Namun, perbedaan prinsip dengan Soekarno semakin tajam. Soekarno mengarah pada Demokrasi Terpimpin, sementara Hatta tetap teguh pada demokrasi parlementer.
Akhirnya, pada 1 Desember 1956, Hatta mengundurkan diri dari jabatan Wakil Presiden. Keputusan ini monumental karena menunjukkan sikap etis seorang negarawan: lebih memilih mundur daripada melanggar prinsip.
- Masa Senja: Guru Bangsa (1956–1980)
Setelah mundur, Hatta tidak lagi aktif di pemerintahan, tetapi tetap menulis dan memberi teladan. Ia dikenal sebagai sosok yang hidup sederhana, jujur, dan konsisten.

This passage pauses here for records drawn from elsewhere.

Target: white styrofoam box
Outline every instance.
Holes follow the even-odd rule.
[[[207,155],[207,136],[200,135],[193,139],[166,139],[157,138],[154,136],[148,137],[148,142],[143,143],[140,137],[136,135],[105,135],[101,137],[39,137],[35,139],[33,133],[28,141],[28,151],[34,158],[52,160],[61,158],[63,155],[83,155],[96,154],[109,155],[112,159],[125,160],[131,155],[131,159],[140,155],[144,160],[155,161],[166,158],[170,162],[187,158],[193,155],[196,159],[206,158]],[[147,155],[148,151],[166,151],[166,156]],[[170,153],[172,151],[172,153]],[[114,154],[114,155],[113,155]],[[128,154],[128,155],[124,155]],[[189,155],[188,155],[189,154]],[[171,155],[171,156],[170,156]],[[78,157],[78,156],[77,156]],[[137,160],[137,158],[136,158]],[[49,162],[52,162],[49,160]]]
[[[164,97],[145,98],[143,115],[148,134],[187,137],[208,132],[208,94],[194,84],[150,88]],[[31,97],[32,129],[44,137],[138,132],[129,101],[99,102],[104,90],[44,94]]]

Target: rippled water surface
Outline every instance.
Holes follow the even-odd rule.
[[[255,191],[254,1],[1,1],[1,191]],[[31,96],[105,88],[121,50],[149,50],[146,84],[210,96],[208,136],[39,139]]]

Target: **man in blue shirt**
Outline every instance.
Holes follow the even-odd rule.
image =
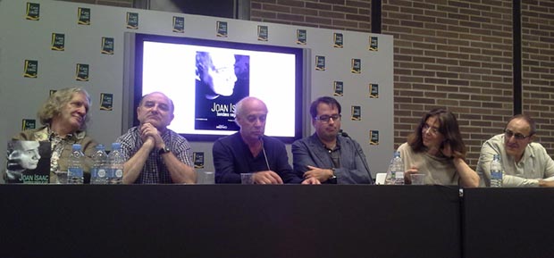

Karya penting di masa senja adalah Memoir (1979), yang menjadi refleksi hidup dan gagasan politiknya. Hatta wafat pada 14 Maret 1980 di Jakarta. Ia dikenang sebagai Bapak Koperasi Indonesia sekaligus pejuang demokrasi yang teguh.
Biografi Bung Hatta adalah kisah seorang pemimpin yang memilih jalan sunyi integritas dibanding gemerlap kekuasaan. Dari Bukittinggi hingga Rotterdam, dari Banda Neira hingga Jakarta, Hatta menunjukkan bahwa politik harus dilandasi etika, demokrasi, dan keberpihakan pada rakyat kecil.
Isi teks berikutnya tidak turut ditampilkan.